В это время предводитель взмахнул рукавицей, и тати побежали со всех сторон, уставя копья. Мужики разом выстрелили из луков (многие были охотники и умели стрелять), двое татей споткнулись на бегу, но прочие продолжали бежать, и уже видны были их разгоряченные полупьяные лица. Лутоня решительно встал, уставя рогатину, поднялись и иные, где-то уже проскрежетало железо по железу. Несколько стрел, пробив зипун, ударили его по кольчуге, но кованая железная рубаха спасла. Его только качнуло на ногах, но он устоял, и, стараясь думать о том, что бьет не человека, а медведя, ринул вперед страшно проблеснувшим широким острием рогатины. Крик стоял со всех сторон, и не понять было, кто одолевает. Но вот выскочил наперед Прошка, без зипуна, в одной рубахе алой, праздничной, с татарскою саблею в руках, рубанул одного, другого, третьего и сам рухнул под совокупными ударами топоров и сабель.

— А-а-а-а-а! — заорал дико Лутоня. И — откуда взялось! — с хрустом вонзив рогатину в тело бандита, бросил его позадь себя и ринул вперед за следующим, но те уже бежали к саням, оставив два трупа на снегу. Да Настена, молодуха Прошкина, выбежавшая безо всего, простоволосой, на помочь мужу, отползала, умирая, разрубленная вкось, от плеча.

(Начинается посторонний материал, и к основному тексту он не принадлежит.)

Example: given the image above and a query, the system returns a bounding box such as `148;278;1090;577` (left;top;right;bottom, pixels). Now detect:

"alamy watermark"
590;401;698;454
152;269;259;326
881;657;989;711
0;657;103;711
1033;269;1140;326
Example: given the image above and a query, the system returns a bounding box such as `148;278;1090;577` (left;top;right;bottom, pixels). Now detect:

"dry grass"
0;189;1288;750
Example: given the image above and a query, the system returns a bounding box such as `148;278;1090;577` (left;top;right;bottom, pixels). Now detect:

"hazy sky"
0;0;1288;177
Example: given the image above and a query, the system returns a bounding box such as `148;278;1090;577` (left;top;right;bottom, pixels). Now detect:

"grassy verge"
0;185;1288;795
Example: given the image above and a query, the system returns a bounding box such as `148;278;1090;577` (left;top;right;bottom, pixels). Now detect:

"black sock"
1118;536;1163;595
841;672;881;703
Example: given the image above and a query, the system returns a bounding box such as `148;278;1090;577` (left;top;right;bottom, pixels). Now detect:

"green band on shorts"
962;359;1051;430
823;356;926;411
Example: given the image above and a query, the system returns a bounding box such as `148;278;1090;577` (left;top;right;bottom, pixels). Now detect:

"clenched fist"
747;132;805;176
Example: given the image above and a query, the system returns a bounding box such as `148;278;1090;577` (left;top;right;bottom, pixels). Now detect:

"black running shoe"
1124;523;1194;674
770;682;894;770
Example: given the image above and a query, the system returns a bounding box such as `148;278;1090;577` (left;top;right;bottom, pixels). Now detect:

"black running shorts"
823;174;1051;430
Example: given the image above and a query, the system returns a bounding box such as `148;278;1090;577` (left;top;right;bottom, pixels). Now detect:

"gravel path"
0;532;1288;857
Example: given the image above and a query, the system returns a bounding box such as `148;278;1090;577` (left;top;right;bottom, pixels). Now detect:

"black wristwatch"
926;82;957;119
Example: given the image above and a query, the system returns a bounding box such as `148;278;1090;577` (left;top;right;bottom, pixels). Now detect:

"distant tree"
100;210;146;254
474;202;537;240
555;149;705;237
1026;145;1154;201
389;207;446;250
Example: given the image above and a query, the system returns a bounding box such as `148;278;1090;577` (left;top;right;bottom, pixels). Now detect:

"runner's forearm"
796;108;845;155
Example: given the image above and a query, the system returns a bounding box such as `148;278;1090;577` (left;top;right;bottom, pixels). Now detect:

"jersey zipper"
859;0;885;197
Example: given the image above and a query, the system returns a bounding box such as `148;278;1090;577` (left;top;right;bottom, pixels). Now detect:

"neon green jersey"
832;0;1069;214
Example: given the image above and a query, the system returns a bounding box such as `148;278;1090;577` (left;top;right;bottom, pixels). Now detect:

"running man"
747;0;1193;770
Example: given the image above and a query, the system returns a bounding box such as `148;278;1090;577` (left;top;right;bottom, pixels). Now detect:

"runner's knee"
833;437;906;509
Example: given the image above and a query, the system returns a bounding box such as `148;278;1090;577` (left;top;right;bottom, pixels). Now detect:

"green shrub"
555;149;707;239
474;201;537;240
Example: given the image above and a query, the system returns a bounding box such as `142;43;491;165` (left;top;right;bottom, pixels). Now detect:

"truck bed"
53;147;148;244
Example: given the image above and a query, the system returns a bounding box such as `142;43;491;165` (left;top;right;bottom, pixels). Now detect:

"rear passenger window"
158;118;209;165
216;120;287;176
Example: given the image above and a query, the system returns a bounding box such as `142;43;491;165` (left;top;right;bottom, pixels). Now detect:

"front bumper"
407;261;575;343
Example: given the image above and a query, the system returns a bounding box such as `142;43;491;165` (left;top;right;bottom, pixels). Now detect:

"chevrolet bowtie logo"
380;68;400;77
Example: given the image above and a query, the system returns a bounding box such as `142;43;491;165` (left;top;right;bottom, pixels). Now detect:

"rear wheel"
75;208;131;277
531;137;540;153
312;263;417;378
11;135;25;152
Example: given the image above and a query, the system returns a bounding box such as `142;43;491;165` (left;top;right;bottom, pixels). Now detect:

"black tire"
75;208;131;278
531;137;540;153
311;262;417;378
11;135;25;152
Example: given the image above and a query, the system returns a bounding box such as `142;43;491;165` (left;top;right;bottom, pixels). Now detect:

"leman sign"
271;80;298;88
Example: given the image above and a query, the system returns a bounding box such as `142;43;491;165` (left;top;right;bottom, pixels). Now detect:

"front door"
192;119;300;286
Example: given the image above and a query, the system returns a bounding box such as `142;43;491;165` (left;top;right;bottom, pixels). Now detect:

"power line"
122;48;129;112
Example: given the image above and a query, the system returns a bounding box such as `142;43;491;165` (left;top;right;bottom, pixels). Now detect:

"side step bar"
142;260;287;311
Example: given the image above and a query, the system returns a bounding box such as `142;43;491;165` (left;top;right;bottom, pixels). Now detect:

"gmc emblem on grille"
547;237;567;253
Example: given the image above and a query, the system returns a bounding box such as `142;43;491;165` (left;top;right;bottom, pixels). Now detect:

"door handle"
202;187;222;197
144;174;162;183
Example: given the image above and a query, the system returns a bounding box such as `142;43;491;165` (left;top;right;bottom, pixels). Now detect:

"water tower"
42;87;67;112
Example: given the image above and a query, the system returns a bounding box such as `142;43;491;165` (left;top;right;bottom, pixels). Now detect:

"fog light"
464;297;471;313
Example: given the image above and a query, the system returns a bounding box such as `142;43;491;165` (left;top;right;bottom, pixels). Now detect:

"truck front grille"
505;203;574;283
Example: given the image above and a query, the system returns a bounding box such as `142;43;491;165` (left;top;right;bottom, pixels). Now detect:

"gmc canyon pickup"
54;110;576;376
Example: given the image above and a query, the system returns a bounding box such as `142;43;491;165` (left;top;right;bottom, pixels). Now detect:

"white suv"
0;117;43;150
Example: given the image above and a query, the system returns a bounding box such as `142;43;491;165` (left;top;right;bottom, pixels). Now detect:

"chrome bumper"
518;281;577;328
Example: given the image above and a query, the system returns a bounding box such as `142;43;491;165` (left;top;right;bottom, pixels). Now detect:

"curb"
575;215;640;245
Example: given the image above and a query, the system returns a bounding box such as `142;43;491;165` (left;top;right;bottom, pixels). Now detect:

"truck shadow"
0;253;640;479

Лутоня бегом — и Услюм случился рядом, когда те бросились к саням, — подскочили к Прохору, вдвоем уволокли его за перевернутые дровни, бочки, кули, все, что успели навалить в виде боевой огорожи перед избами, так и не понимая еще, жив он или помер? Заволокли в избу и тотчас выскочили наружу. Теперь из тьмы густо летел ливень стрел, иные — обернутые горящей паклей, и хоть кровли изб были густо покрыты снегом, но уже загоралось кое-где, а стоявшая на отшибе изба старухи Огибихи пылала костром, и старуха — черная фигурка на фоне ярого пламени, совалась потерянно вокруг своего догорающего жила.

Огибихина внучка, не ушедшая со всеми в лес, лежала в стороне, на снегу, пронзенная стрелою и уже не шевелилась, отдала Богу душу, не мучаясь. Огибиха наконец бросила по-дурному кидаться в огонь и, схватив головню, с криком устремила на татей. Не добежала, легла, пронзенная меткой стрелою, на снег.

Лутоня сидел на снегу раскорякой. Его едва задело, рассадив щеку, и липкая кровь затекала за воротник, но это все было ничего! Отказал самострел, поворотное устройство, измысленное им из дерева, поломалось, и, в конце концов, понявши, что часом дело не поправишь, он отшвырнул самострел, и поднял с земли верную свою рогатину, на которую принял не один десяток медведей. Проползши в снегу, дабы не высовываться, толкнул было скорчившегося соседа с хорошим луком в руках. Но сосед только вздрогнул и стал мягко оседать на землю. Он был мертв, вражеская стрела попала ему в лицо.

Лутоня, стараясь не думать о своей саднящей ране на щеке и чуя, как задышливо он сам дышит, — годы, годы не те! — забрал лук и стрелы у соседа и, стараясь не высовываться, тщательно целясь — не выносил всю жизнь зряшной порчи добра! — и тут старался каждую стрелу потратить с наибольшим толком, — стал отстреливаться, целясь в тех ватажников, что высовывались наперед или пытались переползать к дому. Давно минули те годы, когда его, несмышленого мальчишку, брат закидывал навозом, дабы не нашли литвины! Теперь бы он и с теми литвинами подрался на равных, хотя всю жизнь был против войны, против убийств и грабежа. Впрочем, быть может, именно потому нынче и дрался, дрался не первый ли раз! Ежели не считать, конечно, медведей и волков, а также двух матерых лосей и секача, который едва не достал Лутоню в тот раз на охоте, спасло едва ли не чудо.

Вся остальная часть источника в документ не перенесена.